Food Revolution Network
- Founded: 2012
- Founders: John Robbins, Ocean Robbins
- Headquarters: Santa Cruz, CA, US
- Products: Food Revolution Summit, WHOLE Life Club, Plant-Based Coaching Certification
- Website: foodrevolution.org

= Food Revolution Network =

Online education and advocacy organization

Food Revolution Network (FRN) is an online education and advocacy organization, with over 1,000,000 members, that focuses on the benefits of a whole-foods, plant-based diet.

The company was founded in 2012 by a father-son team: famed vegetarian author and activist John Robbins and his son, entrepreneur and author Ocean Robbins.

==History==
Food Revolution Network was established in response to growing concerns about the impact of dietary choices on health, animal welfare, and the environment. John Robbins, author of the influential book Diet for a New America, and his son, Ocean Robbins, sought to create a platform that could empower individuals to make informed food choices and advocate for systemic change in food systems.

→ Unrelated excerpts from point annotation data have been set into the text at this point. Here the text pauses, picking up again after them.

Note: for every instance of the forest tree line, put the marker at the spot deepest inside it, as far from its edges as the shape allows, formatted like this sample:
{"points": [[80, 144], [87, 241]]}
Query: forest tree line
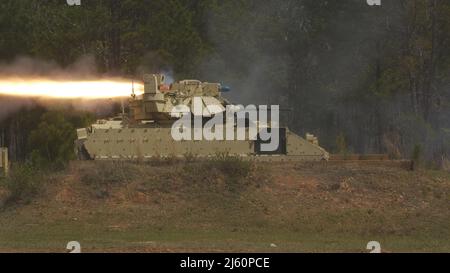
{"points": [[364, 79]]}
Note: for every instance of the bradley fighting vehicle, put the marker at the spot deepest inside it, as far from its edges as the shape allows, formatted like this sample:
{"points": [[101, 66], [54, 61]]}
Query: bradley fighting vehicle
{"points": [[146, 131]]}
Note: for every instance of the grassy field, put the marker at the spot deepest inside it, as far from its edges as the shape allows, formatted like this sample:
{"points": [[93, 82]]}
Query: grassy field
{"points": [[230, 205]]}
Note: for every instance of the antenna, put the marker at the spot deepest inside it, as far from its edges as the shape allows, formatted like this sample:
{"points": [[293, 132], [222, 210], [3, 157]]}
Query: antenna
{"points": [[132, 88]]}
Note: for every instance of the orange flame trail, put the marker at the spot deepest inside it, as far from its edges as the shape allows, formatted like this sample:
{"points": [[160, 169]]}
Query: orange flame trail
{"points": [[70, 89]]}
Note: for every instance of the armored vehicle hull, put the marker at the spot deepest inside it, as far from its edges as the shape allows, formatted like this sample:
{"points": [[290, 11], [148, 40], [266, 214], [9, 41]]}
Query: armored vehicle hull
{"points": [[147, 132]]}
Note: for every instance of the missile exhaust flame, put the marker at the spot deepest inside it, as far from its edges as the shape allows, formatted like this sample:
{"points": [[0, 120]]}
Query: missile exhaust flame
{"points": [[68, 89]]}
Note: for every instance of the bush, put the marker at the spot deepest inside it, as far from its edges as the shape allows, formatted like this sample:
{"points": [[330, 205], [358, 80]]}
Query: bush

Prior to co-founding Food Revolution Network, both John and Ocean Robbins had founded the non-profits: EarthSave International and YES! (Youth for Environmental Sanity), respectively. But after becoming frustrated with the financial limitations of non-profits, John and Ocean created a social profit organization: Food Revolution Network.

Food Revolution Network launched in 2012 with its first online program, The Food Revolution Summit — an annual online event featuring dozens of experts in plant-based nutrition, health, the environment, and the industrialized food system. Notable former speakers include Paul McCartney, Tony Robbins, and Jane Goodall.

Since 2023, the event has adopted a docuseries format after previously being audio-only.